Ph.D
Group : Parallel Systems
Méthodes de génération automatique de code appliquées à l’algèbre linéaire numérique dans le calcul haute performance
Starts on 01/10/2013
Advisor : BABOULIN, Marc
Funding : Contrat doctoral uniquement recherche
Affiliation : Université Paris-Saclay
Laboratory : LRI PARSYS
Defended on 26/09/2016, committee :
Directeur de thèse
Marc Baboulin, Professeur, Univ. Paris-Sud, Orsay
Co-encadrant de thèse
Joël Falcou, Maître de Conférences, Univ. Paris-Sud,
Rapporteurs
-Paolo Bientinesi, Professeur, Aachen University, Aachen, Germany
-David Hill, Professeur, Univ. Blaise Pascal, Clermont-Ferrand
Examinateurs
-Frédéric Magoulès, Professeur, Ecole Centrale Paris
-Emmanuel Chailloux, Professeur, Université Pierre et Marie Curie
Research activities :
Abstract :
Parallelism in today’s computer architectures is ubiquitous whether it be in supercomputers, workstations or on portable devices such as smartphones. Exploiting efficiently these systems for a specific application requires a multidisciplinary effort that concerns Domain Specific Languages (DSL), code generation and optimization techniques as well as application-specific numerical algorithms.
In this PhD thesis, we present a method of high level programming that takes into account the features of heterogeneous architectures and the properties of matrices to build a generic dense linear algebra solver. As GPUs have become an asset in high performance computing, incorporating their use in general solvers is an important issue.
We extend our approach to a new multistage programming model that alleviates the interoperability problems between the CPU and GPU programming models.
Our multistage approach is used to automatically generate GPU code for CPU-based
element-wise expressions and parallel skeletons while allowing for type-safe program generation.

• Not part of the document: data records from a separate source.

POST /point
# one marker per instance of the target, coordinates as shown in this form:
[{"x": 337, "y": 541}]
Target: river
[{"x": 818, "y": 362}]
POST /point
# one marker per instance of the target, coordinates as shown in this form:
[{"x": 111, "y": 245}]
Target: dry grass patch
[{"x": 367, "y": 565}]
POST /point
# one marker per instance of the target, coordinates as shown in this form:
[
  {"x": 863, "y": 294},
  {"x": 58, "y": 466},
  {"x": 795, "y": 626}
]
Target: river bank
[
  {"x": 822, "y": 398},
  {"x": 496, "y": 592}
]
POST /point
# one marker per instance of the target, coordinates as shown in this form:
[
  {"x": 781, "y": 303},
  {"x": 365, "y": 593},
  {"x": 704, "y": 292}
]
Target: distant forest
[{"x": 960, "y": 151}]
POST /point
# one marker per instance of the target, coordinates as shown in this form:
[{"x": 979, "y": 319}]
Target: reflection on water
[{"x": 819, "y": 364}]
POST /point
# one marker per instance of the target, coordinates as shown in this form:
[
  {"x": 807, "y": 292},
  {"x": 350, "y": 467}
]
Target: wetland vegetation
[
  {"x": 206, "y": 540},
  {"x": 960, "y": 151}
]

Finally, we investigate how to apply high level programming techniques to batched
computations and tensor contractions. We first explain how to design a simple data container
using modern C++-14 programming techniques. Then, we study the issues around batched
computations, memory locality and code vectorization to implement a highly optimized
matrix-matrix product for small sizes using SIMD instructions.